JAKARTA, BERITALINGKUNGAN.COM – Koalisi Masyarakat Sipil Kawal RUU Masyarakat Adat meminta Pemerintah dan DPR RI segera mengesahkan RUU Masyarakat Adat.
Rukka Sombolinggi, Sekretaris Jenderal AMAN menyampaikan bahwa RUU Masyarakat Adat dimaksudkan sebagai jembatan antara masyarakat adat dan negara agar tidak ada lagi kasus kriminalisasi, seperti yang dialami Effendy Buhing di Laman Kinipan Lamandau karena mempertahankan hak-hak tradisionalnya.
“Apalagi saat pandemi ini membuktikan bahwa masyarakat adat mampu memberikan kontribusi terhadap pembangunan,” ujar Rukka.

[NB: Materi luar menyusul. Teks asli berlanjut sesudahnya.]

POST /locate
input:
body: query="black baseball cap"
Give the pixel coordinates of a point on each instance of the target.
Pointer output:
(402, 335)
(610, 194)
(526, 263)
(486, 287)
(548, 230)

Sayangnya, draf RUU Masyarakat Adat masih jauh dari harapan, karena masih belum mampu menjawab permasalahan terkait masyarakat adat. “Perlu untuk menambahkan klausul restitusi dan rehabilitasi terkait pemulihan terhadap pelanggaran hak masa lalu, yang bisa dilakukan lewat Peraturan Presiden atau Peraturan Pemerintah, dan pelaksanaannya dilakukan lembaga yang permanen,” pinta Rukka.
Selain itu, menurut Rukka, “penting untuk memastikan bahwa dalam RUU ini perlu mengatur perlindungan terhadap perempuan adat.”

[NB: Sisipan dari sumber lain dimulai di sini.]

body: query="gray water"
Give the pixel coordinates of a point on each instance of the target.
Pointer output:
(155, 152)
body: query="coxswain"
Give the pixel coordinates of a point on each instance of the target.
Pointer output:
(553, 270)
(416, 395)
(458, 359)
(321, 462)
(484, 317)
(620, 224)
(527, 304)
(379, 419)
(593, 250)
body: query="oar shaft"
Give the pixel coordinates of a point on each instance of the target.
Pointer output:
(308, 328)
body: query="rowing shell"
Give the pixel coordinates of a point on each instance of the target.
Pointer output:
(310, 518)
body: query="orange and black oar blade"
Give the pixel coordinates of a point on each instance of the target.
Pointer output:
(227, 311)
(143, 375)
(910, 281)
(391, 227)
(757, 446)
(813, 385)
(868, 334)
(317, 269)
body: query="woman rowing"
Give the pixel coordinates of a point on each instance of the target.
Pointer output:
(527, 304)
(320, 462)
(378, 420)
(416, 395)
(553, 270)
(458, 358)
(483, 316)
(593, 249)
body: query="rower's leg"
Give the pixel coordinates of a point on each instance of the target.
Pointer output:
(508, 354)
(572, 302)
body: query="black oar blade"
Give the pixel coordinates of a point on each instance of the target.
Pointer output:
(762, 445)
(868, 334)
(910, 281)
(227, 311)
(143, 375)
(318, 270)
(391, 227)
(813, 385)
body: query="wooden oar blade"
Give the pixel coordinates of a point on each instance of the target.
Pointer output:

Ruka juga meminta pemerintah untuk melindungi, menghormati, dan memenuhi hak-hak masyarakat adat atas wilayahnya, hak atas status kewarganegaraan, hak atas penyelenggaraan pemerintahan, hak atas identitas budaya dan spiritualitasnya, hak atas pembangunan, hak atas lingkungan, hingga hak atas persetujuan dini tanpa paksaan.
Karena itu, pengakuan terhadap keberadaan masyarakat adat dan wilayahnya, tak perlu menanti terbitnya Peraturan Daerah. Pengakuan harus dipermudah untuk mendorong perlindungan terhadap masyarakat adat.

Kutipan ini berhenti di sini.